OTTAWA — It was an inside job of sorts.
Thieves with access to a warehouse and a careful plan loaded up trucks and, over time, made off with $18 million of a valuable commodity.
The question is what was more unusual: that the commodity in question was maple syrup, or that it came from something called the global strategic maple syrup reserve, run by what amounts to a Canadian cartel.
On Tuesday, the police in Quebec arrested three men in connection with the theft from the warehouse, which is southwest of Quebec City. The authorities are searching for five others suspected of being involved, and law enforcement agencies in other parts of Canada and the United States are trying to recover some of the stolen syrup.
Both the size and the international scope of the theft underscore Quebec’s outsize position in the maple syrup industry.
Depending on the year, the province can produce more than three quarters of the world’s supply.
“It’s like OPEC," said Simon Trepanier, acting general manager of the Federation of Quebec Maple Syrup Producers. “We’re not producing all the maple syrup in the world. But by producing 70 to 78 percent, we have the ability to adjust the quantity that is in the marketplace."
“In the States you have the strategic oil reserve," Trepanier said, continuing with his petroleum analogy. “Mother Nature is not generous every year, so we have our own global strategic reserve."
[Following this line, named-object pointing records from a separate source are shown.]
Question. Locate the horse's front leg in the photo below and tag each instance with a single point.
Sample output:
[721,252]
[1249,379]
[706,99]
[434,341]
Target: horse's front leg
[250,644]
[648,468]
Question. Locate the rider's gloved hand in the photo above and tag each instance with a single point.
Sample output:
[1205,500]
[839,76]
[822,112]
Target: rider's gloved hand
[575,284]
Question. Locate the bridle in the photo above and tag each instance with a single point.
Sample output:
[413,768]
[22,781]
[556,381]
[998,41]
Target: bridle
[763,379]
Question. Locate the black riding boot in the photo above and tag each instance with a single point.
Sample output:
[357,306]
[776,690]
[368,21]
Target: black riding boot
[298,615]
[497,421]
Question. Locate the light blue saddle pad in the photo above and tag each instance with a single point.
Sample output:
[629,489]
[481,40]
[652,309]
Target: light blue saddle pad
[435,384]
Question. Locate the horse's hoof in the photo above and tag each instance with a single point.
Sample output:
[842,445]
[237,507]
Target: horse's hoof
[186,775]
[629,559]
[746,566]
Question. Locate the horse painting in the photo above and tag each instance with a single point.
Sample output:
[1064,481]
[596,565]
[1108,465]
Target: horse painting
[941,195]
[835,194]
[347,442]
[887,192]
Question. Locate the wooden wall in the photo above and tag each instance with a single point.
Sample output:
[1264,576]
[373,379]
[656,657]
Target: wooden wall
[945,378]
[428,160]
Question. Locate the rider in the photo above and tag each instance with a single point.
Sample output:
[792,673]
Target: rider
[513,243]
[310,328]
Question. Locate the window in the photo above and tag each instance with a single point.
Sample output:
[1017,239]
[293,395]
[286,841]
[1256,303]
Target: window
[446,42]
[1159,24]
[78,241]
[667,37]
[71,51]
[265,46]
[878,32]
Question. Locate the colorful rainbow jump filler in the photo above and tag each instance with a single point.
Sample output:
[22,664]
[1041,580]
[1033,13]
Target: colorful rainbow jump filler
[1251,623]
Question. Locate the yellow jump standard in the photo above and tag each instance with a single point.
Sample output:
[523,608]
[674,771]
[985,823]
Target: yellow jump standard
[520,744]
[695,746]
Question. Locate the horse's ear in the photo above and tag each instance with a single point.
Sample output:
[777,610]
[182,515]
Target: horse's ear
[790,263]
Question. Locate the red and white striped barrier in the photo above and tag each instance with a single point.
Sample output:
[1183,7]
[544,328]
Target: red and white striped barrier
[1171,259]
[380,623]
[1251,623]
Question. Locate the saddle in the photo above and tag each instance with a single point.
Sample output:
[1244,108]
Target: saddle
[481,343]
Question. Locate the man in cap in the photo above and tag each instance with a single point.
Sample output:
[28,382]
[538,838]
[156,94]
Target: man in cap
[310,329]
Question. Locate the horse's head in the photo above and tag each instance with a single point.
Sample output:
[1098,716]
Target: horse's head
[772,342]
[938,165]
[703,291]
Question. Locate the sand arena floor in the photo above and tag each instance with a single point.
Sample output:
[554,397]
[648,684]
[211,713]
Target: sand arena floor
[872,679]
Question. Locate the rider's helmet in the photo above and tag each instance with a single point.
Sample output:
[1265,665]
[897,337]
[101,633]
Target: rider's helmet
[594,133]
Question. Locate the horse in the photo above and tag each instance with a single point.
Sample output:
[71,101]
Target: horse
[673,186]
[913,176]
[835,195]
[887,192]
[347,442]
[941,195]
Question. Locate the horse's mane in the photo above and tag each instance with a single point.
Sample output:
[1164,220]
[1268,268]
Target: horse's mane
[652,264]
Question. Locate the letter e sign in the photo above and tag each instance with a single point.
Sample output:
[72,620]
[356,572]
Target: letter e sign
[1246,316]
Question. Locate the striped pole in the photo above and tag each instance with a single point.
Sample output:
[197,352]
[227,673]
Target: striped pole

Trepanier estimates that the reserve now holds 46 million pounds of syrup.
Lt. Guy Lapointe of the Surete du Quebec, the police force that led the investigation, said that the thieves rented another portion of the warehouse for an unrelated business. That enabled them to drive large trucks into the building.
The police have tracked down about two-thirds of the stolen syrup and are trying to seize it, particularly a large quantity in the United States, which is the largest buyer of Quebec’s legitimate production.